Becoming Earth: How Our Planet Came to Life explores the hidden connections between life and geology, revealing the many ways that living creatures, including our own species, have transformed the atmosphere, oceans, and continents throughout the planet’s history. Drawing on recent scientific insights, the book reexamines the ancient idea that Earth itself is alive and investigates how this holistic perspective can help us restore longstanding ecological rhythms and prevent or mitigate some of the worst outcomes of the climate crisis. Vivid scenes, lyrical prose, and compelling narrative transport us viscerally into extreme spaces, such as an experimental nature reserve in remote Siberia, the heart of the Amazon rainforest, and a former gold mine turned research laboratory a mile below the planet’s surface. 


From Becoming Earth:

The notion of a living planet is ancient. Many religions and indigenous cultures have personified Earth as a deity or extended the concepts of life, sentience, and spirit to rivers and mountains, to the sky, sea, and ground. James Lovelock was not the first scientist to describe Earth as an organism, either, but the audacity, expansiveness, and eloquence of his vision evoked a tremendous outpouring of acclaim as well as derision. Lovelock published his first book on Gaia in 1979 amid continuing counter-culturalism and a growing environmental movement. Although his ideas found an enthusiastic audience among the general public, they were not as warmly received by the scientific community. Throughout the next several decades, many scientists criticized and ridiculed the Gaia hypothesis. Robert May, future president of the Royal Society, declared Lovelock “a holy fool.” But the essence of the Gaia hypothesis—the idea that life transforms and in some cases regulates the planet— proved prescient and profoundly true. Although some researchers still recoil at the mention of Gaia, these truths have become part of mainstream science. The reciprocal evolution of life and the planet is best understood as a single integrated process. Living creatures are not just inhabitants of Earth, we are Earth—an outgrowth of its physical structure and an engine of its global cycles. 

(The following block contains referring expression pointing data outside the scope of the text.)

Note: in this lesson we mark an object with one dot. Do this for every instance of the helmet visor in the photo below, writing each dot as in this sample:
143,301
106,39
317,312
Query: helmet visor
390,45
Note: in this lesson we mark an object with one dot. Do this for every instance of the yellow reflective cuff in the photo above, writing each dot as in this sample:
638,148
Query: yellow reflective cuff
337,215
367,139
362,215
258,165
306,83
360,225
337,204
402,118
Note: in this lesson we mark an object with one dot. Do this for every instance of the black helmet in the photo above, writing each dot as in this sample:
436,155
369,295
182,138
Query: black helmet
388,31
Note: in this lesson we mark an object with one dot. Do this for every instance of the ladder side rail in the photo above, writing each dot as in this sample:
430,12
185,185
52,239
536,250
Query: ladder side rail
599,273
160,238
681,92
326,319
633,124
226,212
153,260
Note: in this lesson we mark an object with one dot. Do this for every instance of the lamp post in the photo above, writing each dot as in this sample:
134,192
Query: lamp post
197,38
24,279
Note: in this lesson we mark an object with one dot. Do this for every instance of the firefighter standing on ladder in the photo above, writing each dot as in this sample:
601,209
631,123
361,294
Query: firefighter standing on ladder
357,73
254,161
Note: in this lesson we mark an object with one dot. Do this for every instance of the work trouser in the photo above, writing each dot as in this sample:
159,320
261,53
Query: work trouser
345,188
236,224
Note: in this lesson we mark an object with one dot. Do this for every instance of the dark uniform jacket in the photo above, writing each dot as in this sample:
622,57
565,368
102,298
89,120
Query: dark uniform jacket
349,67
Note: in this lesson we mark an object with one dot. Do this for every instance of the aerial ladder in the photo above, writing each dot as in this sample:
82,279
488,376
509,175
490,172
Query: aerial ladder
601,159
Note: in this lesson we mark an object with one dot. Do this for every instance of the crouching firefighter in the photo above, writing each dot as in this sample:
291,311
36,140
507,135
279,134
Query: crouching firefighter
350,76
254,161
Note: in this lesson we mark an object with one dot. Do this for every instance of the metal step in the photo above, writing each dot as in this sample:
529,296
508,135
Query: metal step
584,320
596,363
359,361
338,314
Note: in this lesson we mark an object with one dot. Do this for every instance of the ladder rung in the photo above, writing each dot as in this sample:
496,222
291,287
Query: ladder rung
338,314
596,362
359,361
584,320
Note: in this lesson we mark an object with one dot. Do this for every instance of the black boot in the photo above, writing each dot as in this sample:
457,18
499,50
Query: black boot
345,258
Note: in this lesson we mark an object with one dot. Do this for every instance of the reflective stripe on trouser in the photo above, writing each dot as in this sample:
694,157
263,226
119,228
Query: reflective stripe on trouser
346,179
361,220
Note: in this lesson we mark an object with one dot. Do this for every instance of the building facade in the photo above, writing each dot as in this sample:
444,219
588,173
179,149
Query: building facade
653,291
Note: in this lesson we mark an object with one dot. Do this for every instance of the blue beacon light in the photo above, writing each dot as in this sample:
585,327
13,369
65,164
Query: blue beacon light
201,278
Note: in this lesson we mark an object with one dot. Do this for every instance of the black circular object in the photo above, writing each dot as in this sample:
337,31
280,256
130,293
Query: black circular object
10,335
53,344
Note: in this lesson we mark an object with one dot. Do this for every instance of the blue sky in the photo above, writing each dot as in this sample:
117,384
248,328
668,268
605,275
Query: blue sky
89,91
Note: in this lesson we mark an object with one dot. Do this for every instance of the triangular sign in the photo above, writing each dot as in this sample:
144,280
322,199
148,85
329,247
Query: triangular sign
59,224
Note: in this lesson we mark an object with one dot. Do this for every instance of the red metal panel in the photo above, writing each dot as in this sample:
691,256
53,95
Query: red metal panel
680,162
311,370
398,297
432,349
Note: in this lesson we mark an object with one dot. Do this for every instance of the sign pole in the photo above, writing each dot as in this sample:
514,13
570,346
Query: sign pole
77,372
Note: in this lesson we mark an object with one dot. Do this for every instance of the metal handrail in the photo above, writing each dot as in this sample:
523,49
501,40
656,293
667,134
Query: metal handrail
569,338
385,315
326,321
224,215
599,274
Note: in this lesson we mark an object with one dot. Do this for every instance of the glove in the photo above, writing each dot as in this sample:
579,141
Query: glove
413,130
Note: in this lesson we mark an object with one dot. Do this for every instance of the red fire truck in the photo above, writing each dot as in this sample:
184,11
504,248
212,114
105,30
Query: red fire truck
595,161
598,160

Some scientists even agree with Lovelock that the planet is, in a very meaningful sense, alive. Astrobiologist David Grinspoon has written that Earth is not simply a planet with life on it, but rather a living planet. “Life is not something that happened on Earth, but something that happened to Earth,” he told me. “There is this feedback between the living and nonliving parts of the planet that makes the planet very different from what it would otherwise be.” The coevolution of organisms and their environments often generates self-stabilizing ecosystems that help temper global climate. Collectively, these systems endow our planet with the features of a living organism: breath, metabolism, a regulated temperature, and a balanced chemistry. 

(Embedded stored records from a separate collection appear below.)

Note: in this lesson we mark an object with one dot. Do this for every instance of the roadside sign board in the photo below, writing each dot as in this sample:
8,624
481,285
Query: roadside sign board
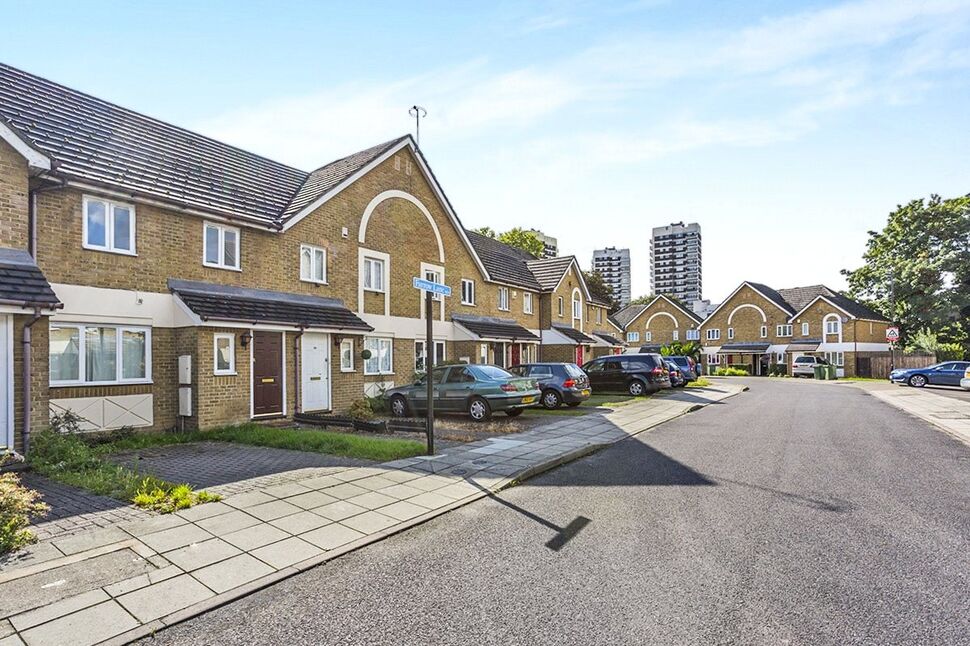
428,286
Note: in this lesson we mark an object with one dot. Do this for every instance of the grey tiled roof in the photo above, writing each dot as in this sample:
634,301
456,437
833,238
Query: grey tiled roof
549,271
504,263
95,141
225,303
494,328
22,283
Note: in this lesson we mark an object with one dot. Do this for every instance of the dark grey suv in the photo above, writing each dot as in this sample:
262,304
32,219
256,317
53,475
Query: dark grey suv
636,374
559,383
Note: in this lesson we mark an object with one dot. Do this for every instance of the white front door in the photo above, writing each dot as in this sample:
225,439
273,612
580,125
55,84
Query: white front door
315,360
6,382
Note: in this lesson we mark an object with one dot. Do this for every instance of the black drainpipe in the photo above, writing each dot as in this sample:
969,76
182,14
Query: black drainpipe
25,431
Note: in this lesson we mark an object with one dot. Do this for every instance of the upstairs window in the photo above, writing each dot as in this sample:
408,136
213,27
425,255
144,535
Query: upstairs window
109,226
221,246
313,264
373,274
467,292
503,298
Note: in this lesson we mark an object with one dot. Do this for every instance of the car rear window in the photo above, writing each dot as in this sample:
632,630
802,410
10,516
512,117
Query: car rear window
574,371
493,372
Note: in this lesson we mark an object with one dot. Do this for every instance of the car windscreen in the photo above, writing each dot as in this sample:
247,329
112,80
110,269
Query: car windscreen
491,372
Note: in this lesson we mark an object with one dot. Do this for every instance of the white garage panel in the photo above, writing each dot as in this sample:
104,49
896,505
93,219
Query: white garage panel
104,413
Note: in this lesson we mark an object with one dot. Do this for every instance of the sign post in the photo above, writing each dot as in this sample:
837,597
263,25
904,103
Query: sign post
892,336
430,288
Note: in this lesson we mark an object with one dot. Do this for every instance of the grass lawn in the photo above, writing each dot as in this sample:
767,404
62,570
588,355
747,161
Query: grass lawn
381,449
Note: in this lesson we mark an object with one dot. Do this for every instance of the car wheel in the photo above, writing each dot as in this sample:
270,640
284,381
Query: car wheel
551,399
399,406
479,409
917,381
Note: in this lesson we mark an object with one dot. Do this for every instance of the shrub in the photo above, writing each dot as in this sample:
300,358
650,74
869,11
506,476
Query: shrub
731,371
361,409
17,505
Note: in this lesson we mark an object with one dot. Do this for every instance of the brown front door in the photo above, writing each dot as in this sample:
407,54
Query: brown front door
267,373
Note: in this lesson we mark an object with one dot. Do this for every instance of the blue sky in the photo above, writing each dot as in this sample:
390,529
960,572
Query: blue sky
788,130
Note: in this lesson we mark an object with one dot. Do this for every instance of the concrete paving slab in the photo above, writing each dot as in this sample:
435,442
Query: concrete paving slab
86,627
286,552
338,510
332,536
301,522
197,555
160,599
256,536
228,523
169,539
232,573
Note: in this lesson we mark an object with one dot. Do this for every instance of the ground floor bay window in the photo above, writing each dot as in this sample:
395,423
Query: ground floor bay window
94,354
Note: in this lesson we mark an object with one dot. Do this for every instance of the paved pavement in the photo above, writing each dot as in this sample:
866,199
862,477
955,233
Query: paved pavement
79,589
793,514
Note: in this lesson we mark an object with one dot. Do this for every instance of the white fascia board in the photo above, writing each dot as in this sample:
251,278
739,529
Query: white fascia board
35,159
820,296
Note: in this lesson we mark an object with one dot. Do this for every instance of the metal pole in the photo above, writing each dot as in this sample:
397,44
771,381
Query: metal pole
429,366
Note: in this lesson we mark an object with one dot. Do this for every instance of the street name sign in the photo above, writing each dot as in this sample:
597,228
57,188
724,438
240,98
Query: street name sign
428,286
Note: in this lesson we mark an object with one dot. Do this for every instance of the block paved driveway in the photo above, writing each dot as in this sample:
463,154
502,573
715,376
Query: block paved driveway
793,514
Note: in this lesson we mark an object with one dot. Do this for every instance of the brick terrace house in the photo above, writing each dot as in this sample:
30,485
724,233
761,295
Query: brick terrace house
757,327
149,264
660,322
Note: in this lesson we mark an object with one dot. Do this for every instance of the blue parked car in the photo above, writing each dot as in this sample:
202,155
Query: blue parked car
948,373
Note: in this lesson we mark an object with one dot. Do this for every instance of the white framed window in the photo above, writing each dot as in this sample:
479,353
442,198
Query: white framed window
313,264
108,226
224,354
99,354
503,298
421,354
220,246
381,361
837,359
347,355
373,278
467,292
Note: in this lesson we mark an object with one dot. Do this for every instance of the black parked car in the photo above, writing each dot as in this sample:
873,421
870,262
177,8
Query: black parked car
559,382
677,378
688,367
636,374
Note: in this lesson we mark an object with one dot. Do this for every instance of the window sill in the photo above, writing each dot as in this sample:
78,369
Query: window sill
117,252
226,268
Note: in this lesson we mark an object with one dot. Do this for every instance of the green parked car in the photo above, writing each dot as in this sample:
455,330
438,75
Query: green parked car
478,390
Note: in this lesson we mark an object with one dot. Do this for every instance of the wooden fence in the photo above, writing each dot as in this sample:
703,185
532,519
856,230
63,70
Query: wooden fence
878,365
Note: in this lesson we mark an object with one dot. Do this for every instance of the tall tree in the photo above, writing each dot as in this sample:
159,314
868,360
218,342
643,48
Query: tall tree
524,240
598,287
917,269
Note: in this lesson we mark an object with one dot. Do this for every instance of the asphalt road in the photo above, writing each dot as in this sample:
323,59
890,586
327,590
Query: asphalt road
791,514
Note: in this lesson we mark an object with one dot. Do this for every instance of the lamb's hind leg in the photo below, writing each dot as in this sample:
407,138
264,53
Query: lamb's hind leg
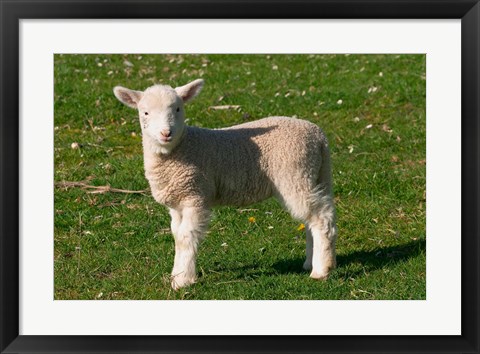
188,236
309,250
324,236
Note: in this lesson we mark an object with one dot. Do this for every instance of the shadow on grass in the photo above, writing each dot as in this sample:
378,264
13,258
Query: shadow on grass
366,260
348,265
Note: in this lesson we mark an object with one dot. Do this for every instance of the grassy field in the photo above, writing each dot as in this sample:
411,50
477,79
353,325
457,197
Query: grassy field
114,245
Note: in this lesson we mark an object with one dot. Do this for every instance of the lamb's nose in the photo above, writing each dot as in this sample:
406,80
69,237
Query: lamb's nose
166,133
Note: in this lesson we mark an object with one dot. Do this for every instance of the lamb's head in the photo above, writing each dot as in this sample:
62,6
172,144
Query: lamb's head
161,112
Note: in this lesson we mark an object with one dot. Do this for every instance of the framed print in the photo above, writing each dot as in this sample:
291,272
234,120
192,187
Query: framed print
142,142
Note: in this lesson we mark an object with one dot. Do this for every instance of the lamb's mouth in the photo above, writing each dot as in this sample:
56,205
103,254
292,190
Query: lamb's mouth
165,140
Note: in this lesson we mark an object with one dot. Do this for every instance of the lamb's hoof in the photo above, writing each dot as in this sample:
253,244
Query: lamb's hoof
179,281
322,275
307,265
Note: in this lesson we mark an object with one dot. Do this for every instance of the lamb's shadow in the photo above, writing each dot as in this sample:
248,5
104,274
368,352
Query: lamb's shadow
349,265
367,260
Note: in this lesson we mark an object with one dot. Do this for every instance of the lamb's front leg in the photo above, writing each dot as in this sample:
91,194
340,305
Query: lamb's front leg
189,234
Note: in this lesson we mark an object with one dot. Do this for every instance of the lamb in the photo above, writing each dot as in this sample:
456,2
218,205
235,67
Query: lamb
192,169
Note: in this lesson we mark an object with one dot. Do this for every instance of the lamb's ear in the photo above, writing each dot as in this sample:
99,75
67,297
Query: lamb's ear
189,91
127,96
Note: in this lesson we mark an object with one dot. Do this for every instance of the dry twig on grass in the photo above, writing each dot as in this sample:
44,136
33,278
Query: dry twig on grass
96,189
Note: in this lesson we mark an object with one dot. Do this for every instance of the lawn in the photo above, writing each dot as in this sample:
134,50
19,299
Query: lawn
116,245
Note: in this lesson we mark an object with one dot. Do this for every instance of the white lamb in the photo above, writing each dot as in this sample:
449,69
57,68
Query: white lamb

Those who bristle at the notion of a living planet will throw up the usual protestations: Earth cannot be alive because it does not eat, grow, reproduce, or evolve like other living things. We should remember, however, that there has never been an objective measure or a precise and universally accepted definition of life, only a long list of qualities that presumably distinguish the living from the nonliving. Like many living creatures, Earth has a highly organized structure, daily rhythms, and an enveloping membrane; it consumes, stores, and transforms energy; and if asteroid-hitching microbes or spacefaring humans eventually colonize other worlds, who is to say that planets are not capable of procreation? If Earth breathes, sweats, churns, and quakes— if it births zillions of organisms that ceaselessly devour, transfigure, and replenish its air, water, and rock—and if those organisms and their environments are inextricably bonded in reciprocal evolution, then why shouldn't we think of our planet as alive?

Ferris Jabr is a contributing writer for The New York Times Magazine and Scientific American. He has also written for The New Yorker, Harper's, The Atlantic, New York, Lapham's Quarterly, Foreign Policy, Wired, Outside, and Slate, among other publications. His work has been anthologized in the 2014 and 2020 editions of Best American Science and Nature Writing. He holds an MA in journalism from New York University and a BS from Tufts University and lives in Portland, Oregon.

The grant jury: This deep meditation on the dynamic and essential relationship between living beings and our environs demonstrates a sense of possibility and purpose. Ferris Jabr has an uncanny ability to explore and explain some of the greatest mysteries of the universe, and his sentences are both luscious and limpid. He shows us how the rhythm of life on Earth has evolved and where we are in the lifespan of that song. Jabr is an exceptional new science writer, and this urgent book is poised to influence larger conversations about climate change and the environment.